Родители переглядываются.
– Что это значит? – спрашивает отец.
– У Веры так называемый синдром Морриса, или тестикулярная феминизация. Врождённые эндокринные вариации полового развития, вызванные мутацией гена, отвечающего за андрогеновый рецептор, – говорит Роман. Мне приходится незаметно ткнуть его локтем, чтобы перевёл на простой язык, поскольку у родителей глаза по пять копеек.
– То есть генетически Вера – мальчик, у неё есть игрек-хромосома, но во время внутриутробного развития ткани были нечувствительны к мужским гормонам, и наружные половые органы сформировались, как женские.
– Здесь какая-то ошибка, – вымученно улыбается мать ребёнка.
– Никакой ошибки, – говорит Роман. – Нет ни матки, ни яичников. Ей нужно будет вводить женские половые гормоны.
– У моей дочери… яички? – поражённый до глубины души, спрашивает отец.
– Нам пришлось удалить их из-за высокой вероятности злокачественного перерождения, – замечаю я.

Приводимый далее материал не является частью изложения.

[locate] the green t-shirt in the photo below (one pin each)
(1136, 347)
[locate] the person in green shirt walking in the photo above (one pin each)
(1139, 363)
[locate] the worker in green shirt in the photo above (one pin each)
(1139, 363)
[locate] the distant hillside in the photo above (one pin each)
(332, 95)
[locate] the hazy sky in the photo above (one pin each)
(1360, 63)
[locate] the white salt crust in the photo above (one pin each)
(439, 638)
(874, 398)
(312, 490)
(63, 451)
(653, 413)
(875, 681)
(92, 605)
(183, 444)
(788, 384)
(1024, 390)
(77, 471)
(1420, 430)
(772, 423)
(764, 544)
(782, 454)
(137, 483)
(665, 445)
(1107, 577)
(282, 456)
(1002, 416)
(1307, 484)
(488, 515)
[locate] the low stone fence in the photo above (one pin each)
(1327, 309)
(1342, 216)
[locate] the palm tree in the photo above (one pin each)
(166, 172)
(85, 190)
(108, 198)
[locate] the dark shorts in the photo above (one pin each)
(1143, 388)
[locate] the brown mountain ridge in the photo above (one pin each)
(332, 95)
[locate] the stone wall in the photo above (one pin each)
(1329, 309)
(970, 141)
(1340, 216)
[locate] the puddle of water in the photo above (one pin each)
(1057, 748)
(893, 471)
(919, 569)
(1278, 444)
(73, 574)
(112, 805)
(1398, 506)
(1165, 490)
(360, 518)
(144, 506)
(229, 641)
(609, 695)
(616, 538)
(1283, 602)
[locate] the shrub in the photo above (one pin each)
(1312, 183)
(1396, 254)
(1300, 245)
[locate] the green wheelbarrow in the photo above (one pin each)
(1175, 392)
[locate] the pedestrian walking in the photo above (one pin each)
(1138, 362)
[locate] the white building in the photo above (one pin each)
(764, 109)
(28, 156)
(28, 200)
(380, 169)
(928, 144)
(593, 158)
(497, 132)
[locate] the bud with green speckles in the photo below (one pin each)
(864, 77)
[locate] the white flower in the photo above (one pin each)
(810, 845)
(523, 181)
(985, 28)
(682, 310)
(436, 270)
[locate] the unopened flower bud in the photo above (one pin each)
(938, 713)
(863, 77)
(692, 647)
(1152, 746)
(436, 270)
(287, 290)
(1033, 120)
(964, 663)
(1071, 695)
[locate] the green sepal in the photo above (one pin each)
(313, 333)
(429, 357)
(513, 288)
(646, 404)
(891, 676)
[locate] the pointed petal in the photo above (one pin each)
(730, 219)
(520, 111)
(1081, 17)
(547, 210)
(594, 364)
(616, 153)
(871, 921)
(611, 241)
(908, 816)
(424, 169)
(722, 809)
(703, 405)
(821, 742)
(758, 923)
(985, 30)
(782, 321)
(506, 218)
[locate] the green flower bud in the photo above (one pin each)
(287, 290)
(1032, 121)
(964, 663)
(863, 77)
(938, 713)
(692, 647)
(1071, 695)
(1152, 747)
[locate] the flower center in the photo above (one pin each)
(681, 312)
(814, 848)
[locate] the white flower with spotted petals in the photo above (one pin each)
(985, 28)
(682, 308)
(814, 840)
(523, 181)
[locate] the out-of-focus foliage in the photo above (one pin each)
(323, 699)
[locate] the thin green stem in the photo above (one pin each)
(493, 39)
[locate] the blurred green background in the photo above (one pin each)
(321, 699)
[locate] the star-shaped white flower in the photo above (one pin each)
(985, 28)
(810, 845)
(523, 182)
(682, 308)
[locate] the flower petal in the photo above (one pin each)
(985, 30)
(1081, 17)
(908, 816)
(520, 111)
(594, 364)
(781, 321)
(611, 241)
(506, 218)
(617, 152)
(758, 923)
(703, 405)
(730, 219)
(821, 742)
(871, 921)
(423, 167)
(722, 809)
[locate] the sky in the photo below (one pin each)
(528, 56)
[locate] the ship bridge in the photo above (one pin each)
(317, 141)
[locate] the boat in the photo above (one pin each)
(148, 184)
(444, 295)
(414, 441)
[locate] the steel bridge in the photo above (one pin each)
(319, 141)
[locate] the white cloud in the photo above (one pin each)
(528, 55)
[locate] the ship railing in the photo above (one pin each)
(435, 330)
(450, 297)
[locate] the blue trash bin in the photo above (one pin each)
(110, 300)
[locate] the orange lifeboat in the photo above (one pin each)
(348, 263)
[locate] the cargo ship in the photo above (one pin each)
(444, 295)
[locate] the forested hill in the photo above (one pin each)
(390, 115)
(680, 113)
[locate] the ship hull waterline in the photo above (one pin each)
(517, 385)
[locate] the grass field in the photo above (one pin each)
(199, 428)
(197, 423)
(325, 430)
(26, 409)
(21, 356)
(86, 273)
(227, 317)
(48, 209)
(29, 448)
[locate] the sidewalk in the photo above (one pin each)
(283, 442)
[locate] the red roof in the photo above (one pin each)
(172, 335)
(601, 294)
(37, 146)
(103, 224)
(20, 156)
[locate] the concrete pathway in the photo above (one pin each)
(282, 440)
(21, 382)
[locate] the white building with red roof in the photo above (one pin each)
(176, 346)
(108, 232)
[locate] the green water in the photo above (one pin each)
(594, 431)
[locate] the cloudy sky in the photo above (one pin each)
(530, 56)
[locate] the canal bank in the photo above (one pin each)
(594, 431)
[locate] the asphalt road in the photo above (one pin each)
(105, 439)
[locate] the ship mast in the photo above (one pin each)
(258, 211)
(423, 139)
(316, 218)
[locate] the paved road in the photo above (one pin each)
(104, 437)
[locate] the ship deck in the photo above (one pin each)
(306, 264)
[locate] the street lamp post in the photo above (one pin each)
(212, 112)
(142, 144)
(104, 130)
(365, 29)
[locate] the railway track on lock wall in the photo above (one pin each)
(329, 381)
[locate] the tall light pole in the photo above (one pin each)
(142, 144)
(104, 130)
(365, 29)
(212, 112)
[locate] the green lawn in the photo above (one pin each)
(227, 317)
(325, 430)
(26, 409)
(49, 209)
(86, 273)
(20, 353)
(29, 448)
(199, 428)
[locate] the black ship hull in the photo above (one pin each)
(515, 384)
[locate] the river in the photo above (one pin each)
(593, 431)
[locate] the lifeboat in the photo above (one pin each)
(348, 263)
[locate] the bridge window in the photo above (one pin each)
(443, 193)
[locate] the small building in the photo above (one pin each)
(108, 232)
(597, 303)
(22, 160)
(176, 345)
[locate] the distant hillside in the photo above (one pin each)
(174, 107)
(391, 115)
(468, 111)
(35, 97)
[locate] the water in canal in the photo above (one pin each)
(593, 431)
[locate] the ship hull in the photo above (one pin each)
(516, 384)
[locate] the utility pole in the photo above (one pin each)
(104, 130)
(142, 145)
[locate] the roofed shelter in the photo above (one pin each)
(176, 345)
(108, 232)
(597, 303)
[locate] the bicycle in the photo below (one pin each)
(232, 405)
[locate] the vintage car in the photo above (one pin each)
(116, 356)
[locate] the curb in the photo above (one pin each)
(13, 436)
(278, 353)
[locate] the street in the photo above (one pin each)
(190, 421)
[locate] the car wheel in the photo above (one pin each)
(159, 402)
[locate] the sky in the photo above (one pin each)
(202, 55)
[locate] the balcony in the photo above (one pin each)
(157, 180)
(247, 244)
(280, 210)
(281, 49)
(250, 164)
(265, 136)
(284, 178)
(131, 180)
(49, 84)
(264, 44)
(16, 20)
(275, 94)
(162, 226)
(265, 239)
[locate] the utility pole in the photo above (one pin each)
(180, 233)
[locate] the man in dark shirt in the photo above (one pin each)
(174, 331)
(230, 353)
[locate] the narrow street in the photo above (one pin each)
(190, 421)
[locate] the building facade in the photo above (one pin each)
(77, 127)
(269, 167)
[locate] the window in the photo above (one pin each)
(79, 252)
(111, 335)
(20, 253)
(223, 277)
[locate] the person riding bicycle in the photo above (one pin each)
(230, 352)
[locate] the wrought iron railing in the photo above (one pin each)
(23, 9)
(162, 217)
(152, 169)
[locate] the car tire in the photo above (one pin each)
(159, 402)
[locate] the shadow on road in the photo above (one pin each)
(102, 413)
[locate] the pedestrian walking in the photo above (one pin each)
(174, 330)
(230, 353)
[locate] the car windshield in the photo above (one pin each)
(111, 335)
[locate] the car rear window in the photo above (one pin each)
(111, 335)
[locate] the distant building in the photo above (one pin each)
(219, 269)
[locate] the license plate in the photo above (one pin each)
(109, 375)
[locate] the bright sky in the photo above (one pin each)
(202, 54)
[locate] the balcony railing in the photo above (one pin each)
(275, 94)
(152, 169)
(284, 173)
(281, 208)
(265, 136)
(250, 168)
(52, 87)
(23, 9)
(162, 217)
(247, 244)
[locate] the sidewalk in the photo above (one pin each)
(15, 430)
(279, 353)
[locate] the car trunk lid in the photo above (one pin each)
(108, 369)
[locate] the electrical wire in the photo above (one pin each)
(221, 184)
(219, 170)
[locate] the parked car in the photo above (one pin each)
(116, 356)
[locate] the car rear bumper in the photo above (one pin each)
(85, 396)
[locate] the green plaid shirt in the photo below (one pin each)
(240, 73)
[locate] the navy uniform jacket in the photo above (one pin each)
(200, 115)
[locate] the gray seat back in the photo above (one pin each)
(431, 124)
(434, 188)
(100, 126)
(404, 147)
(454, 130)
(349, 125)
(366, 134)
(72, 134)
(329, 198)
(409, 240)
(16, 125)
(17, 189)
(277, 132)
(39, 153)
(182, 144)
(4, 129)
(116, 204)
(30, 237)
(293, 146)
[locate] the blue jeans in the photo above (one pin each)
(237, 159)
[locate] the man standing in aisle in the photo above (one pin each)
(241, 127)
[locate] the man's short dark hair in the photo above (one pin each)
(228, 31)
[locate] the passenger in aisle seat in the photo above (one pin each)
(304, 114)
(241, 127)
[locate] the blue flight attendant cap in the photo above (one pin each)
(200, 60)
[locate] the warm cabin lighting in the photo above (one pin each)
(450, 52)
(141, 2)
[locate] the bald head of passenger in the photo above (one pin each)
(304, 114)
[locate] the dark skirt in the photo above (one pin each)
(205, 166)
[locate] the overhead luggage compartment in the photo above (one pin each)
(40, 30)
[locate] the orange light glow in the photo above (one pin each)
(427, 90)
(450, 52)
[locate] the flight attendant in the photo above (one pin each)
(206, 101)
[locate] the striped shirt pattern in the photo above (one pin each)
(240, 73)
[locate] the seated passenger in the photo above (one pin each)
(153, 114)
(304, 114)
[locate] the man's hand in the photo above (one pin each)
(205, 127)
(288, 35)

– Я… я… не понимаю, – почти плачет мама Веры. – Я меняла ей пелёнки, знаю каждый миллиметр её тела.
– Она мальчик? – спрашивает отец.
Кажется, всё сказанное нам до них никак не дойдёт.
– Генетика не имеет значения, – замечаю я. – Вы воспитали её, как девочку, Вера девочка. Она так выглядит, так себя чувствует, и это останется неизменным. Но у неё никогда не будет детей.
Мама начинает плакать, муж берёт её голову и кладёт себе на плечо.
– Безусловно, для вас это шок, – произношу негромко. – Вам нужно время, чтобы привыкнуть. Вера приходит в себя после операции. Мы вызовем консультанта-генетика. Он посоветует вам, как и когда ей сообщить правду.
– Спасибо, – наконец произносит отец Веры.
Мы покидаем палату. Не знаю, что думает или чувствует Роман, а у меня тяжёлое сердце. Очень не хочу, чтобы с моим ребёнком случилось нечто подобное.
Стоит мне оказаться в кабинете, как через пять минут вызывают в кабинет к Марине Арнольдовне. Иду, надеясь, что не встречу там Гранина.